5.6. Omtrent de boete heeft de Inspecteur in zijn verweerschrift in hoger beroep verklaard de vermindering van de boete door de Rechtbank op grond van de overschrijding van de redelijke termijn, in het licht van het arrest van de Hoge Raad van 22 april 2005, BNB 2005/337 te hoog te vinden, doch dat hij afziet van het instellen van incidenteel hoger beroep op dit punt. Het Hof vindt geen aanleiding ambtshalve te treden in het oordeel van de Rechtbank. Het Hof maakt de oordelen van de Rechtbank omtrent het opzet van belanghebbende en de procentuele omvang van de boete tot de zijne. Voor een verdere vermindering van de boete in absolute zin dan reeds door de Rechtbank is toegepast, is naar het oordeel van het Hof geen plaats.
5.7. Gelet op al hetgeen hiervoor is overwogen is het hoger beroep van belanghebbende ongegrond. De uitspraak van de Rechtbank moet worden bevestigd.
6. Proceskosten
Het Hof vindt geen termen aanwezig om de Inspecteur te veroordelen in de kosten die belanghebbende in verband met de behandeling van zijn hoger beroep bij het Hof heeft moeten maken.
7. Beslissing
Het Gerechtshof bevestigt de uitspraak van de Rechtbank.

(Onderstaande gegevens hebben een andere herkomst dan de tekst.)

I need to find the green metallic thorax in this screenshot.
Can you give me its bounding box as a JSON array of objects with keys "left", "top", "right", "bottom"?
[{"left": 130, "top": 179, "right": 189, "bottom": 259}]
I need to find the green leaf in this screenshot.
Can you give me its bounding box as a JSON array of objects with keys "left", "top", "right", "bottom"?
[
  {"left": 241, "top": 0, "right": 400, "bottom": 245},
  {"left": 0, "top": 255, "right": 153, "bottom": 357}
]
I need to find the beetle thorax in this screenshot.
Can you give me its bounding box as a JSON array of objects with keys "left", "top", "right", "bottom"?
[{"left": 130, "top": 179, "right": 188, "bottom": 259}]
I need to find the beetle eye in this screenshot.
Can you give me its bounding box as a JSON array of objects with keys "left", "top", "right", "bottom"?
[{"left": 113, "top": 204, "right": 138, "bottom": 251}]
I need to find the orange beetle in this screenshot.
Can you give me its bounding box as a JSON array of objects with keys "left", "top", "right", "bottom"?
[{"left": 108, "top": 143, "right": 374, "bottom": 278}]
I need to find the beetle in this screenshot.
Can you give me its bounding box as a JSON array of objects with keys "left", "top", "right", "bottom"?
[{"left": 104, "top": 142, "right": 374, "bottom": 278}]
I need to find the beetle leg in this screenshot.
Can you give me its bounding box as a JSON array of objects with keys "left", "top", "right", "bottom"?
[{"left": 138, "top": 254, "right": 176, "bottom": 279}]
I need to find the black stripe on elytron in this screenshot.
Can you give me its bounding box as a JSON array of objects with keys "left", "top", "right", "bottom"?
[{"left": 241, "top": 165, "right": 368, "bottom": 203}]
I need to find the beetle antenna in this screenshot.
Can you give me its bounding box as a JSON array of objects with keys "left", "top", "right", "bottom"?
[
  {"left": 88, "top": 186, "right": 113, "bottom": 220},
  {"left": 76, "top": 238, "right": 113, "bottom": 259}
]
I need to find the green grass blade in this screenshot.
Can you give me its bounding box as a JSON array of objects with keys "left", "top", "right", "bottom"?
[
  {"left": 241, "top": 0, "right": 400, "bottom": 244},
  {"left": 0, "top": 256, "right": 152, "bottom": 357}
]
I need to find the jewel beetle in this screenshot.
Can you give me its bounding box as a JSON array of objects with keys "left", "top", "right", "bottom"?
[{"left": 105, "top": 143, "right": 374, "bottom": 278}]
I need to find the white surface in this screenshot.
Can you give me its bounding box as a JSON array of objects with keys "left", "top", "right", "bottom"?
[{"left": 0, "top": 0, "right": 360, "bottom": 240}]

Aldus gedaan te Arnhem op 31 juli 2008 door mrs J.P.M. Kooijmans, voorzitter, C.M. Ettema en D.V.E.M. van der Wiel-Rammeloo, en in het openbaar uitgesproken in tegen¬woor¬dig¬heid van mr. A.W.M. van der Waerden als griffier.
(A.W.M. van der Waerden) (J.P.M. Kooijmans)
Afschriften zijn aangetekend per post verzonden op 31 juli 2008
Tegen deze uitspraak kunnen beide partijen binnen zes weken na de verzenddatum beroep in cassatie instellen bij de Hoge Raad der Nederlanden (belastingkamer), Postbus 20303, 2500 EH Den Haag. Daarbij moet het volgende in acht worden genomen:
1 - bij het beroepschrift wordt een afschrift van deze uitspraak overgelegd.
2 - het beroepschrift moet ondertekend zijn en ten minste het volgende vermelden:
a. de naam en het adres van de indiener;
b. de dagtekening;
c. een omschrijving van de uitspraak waartegen het beroep in cassatie is gericht;
d. de gronden van het beroep in cassatie.
Voor het instellen van beroep in cassatie is griffierecht verschuldigd. Na het instellen van beroep in cassatie ontvangt de indiener een nota griffierecht van de griffier van de Hoge Raad.
In het cassatieberoepschrift kan de Hoge Raad verzocht worden om de wederpartij te veroordelen in de proceskosten.